I’m not holding out hope for Admiral Clancy’s survival (she’s probably gonna die at the hands of Commodore Oh), or the return of Laris and Zhaban. Or Elnor getting his cat.

But I have a terrible track record with this show! So my main hopes are that the finale is not too awfully paced, and that no one dies in a really stupid or preventable way.

(Cameos for which I do not dare hope: Beverly Crusher, Kathryn Janeway, Tuvok. I could make it happen!
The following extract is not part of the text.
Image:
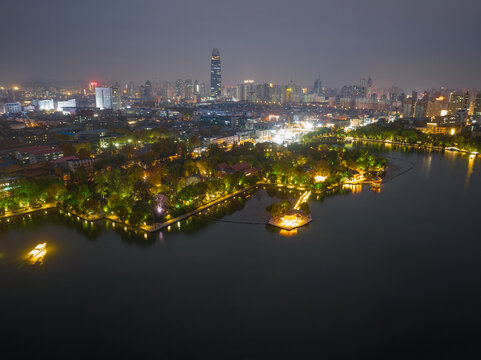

But I think those are in the realm of fan fiction.)

Other observations

  • This post has been short and a bit scattershot, for which I apologise, but in my defence, I plead Covid-19 anxiety.
  • Kinda hope we get to see Seven’s face when she realises this Borg cube has a bar.
  • Despite all my criticisms of the Borg subplot, Elnor’s reaction to meeting Seven is exactly¬† how I felt when she turned up.
  • I know this show is just not good at costumes, but man, Soji’s outfits are ugly.

In conclusion

What is quality? What are numbers? Must an episode be good? Is it not enough that Soji tells Picard that Data loved him, and that Picard’s face remains still but his hands move just a fraction? Almost 2000 words have passed and I’ve barely thought about Covid-19!

Fine, three artificial star systems out of five, and I’m still thinking about that tattoo.